BREACH: Data Leak Exposes Personal ID’s of Over 14 Million Chilean Citizens
WizCase has discovered a database leak that contains identifiable information for over 14 million Chilean residents, aged 17+. The 3 GB database was hosted by Softlayer Technologies in Dallas, Texas, USA, but they are not responsible for the leak.
Editor’s note: The Chilean Electoral Service has confirmed the authenticity of this data, but denied they run the leaky server.
What’s Going On
Daniel Brown, a cybersecurity team leader at WizCase and white-hat hacker (or hacktivist), found a database leak that contains data on nearly every Chilean adult. Our team has tried to identify the owners of the database but it still remains unclear.
Therefore we decided to contact the hosting company instead, on the 30th of July.
A snippet from the leaked database
The database includes:
- RUT Number – This is a national ID number, similar to a social security number. It can be used to open bank accounts, credit card, online purchases and more.

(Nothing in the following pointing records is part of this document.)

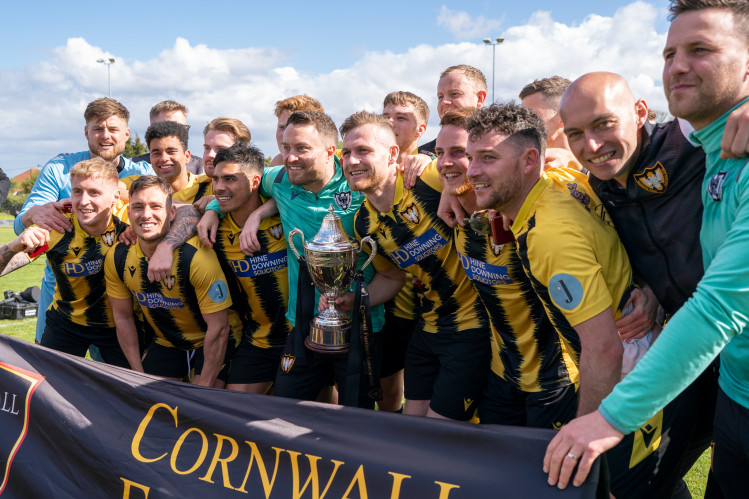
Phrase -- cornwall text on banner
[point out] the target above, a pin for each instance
(70, 427)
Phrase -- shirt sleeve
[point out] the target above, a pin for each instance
(115, 287)
(209, 282)
(694, 336)
(45, 190)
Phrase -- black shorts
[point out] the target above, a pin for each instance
(171, 362)
(63, 335)
(394, 338)
(504, 403)
(449, 369)
(304, 378)
(253, 364)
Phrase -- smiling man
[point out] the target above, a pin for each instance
(447, 358)
(106, 131)
(259, 284)
(705, 76)
(188, 312)
(79, 314)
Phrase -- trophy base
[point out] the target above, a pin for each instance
(321, 348)
(328, 335)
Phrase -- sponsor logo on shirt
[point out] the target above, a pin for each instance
(715, 186)
(260, 264)
(419, 248)
(83, 269)
(157, 300)
(653, 179)
(483, 272)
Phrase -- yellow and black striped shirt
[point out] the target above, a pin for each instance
(260, 283)
(77, 260)
(174, 308)
(572, 255)
(413, 238)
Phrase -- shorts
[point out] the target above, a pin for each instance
(449, 369)
(252, 364)
(63, 335)
(504, 403)
(394, 339)
(304, 378)
(170, 362)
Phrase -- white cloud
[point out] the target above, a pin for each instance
(465, 27)
(43, 105)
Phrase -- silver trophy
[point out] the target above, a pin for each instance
(331, 260)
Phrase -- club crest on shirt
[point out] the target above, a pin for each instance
(108, 238)
(287, 361)
(342, 199)
(653, 179)
(715, 186)
(412, 214)
(276, 231)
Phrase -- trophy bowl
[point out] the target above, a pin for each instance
(332, 258)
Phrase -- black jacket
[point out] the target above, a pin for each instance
(659, 214)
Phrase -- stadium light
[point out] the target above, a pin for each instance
(108, 62)
(494, 44)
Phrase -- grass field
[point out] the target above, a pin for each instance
(31, 274)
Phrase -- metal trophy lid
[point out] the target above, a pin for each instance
(331, 238)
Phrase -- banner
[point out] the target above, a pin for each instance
(70, 427)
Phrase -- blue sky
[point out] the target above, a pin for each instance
(237, 58)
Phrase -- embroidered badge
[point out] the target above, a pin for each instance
(412, 214)
(715, 186)
(276, 231)
(342, 199)
(108, 238)
(653, 179)
(287, 361)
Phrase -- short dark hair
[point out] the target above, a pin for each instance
(167, 106)
(324, 123)
(249, 158)
(167, 129)
(551, 88)
(145, 181)
(457, 117)
(511, 119)
(739, 9)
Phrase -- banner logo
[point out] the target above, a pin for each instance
(342, 199)
(287, 362)
(653, 179)
(18, 386)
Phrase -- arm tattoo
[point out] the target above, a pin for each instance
(10, 261)
(185, 226)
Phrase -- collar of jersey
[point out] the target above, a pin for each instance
(331, 186)
(530, 200)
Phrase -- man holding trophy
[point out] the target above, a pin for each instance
(448, 355)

- ID Number – After some research, we determined that this isn’t a passport ID number as it is not a 9-digit ID. We believe that this might be an internal identification number
Who Is Affected by This Leak?
According to census data from the World Population Review, there are an estimated 14.5 million adults in Chile, so it’s safe to assume that this database contains the entire adult population of the country.
We did a quick search, and we were able to find the RUT number and address for the Chilean President Sebastián Piñera, along with former President Michelle Bachelet.
Personal information found on President Piñera and Former President Bachelet
This data can be extremely valuable if it falls into the wrong hands. The RUT (Rol Único Tributario) is a Tax ID number (it’s the same number as a RUN (Rol Único Nacional) which is a civil register ID number) and it is required for any financial moves such as:
- Buying a house
- Buying a car
- Opening a bank account
- Collecting loyalty points at a store
- Getting a telephone
Once the hacker has a person’s full name, address, tax ID and civil registry ID, it would be easy to target the person in a variety of financial fraud scams and identity theft.
Additionally, by accessing a person’s private address it could set them up for a robbery by simply checking in on their social media accounts and tracking their whereabouts since their physical address was leaked.
How Did it Happen? How Can it be Avoided
The leak occurred due to an unsecured Elasticsearch engine on an exposed server. The default setting for Elasticsearch requires no authentication mechanism since it’s meant to be installed in internal networks. If such a server is open to the internet then anyone with the IP address and port number could access it.
A good “security in-depth” approach would have helped secure the data. Meaning, setting up several lines of defense in case some are bypassed or misconfigured. For example, if the server is configured improperly (not behind a firewall/exposed/etc.)then the second line of defense (password authentication) would have helped secure the data.
Who is Wizcase?
WizCase is an international cybersecurity website, with a focus on unbiased VPN reviews and tutorials. Our security research team includes some of the leading white hat hackers who are continually searching for significant data leaks. Before releasing our research to the public, we first attempt to contact the companies so they can plug the leak, and securing their user’s data.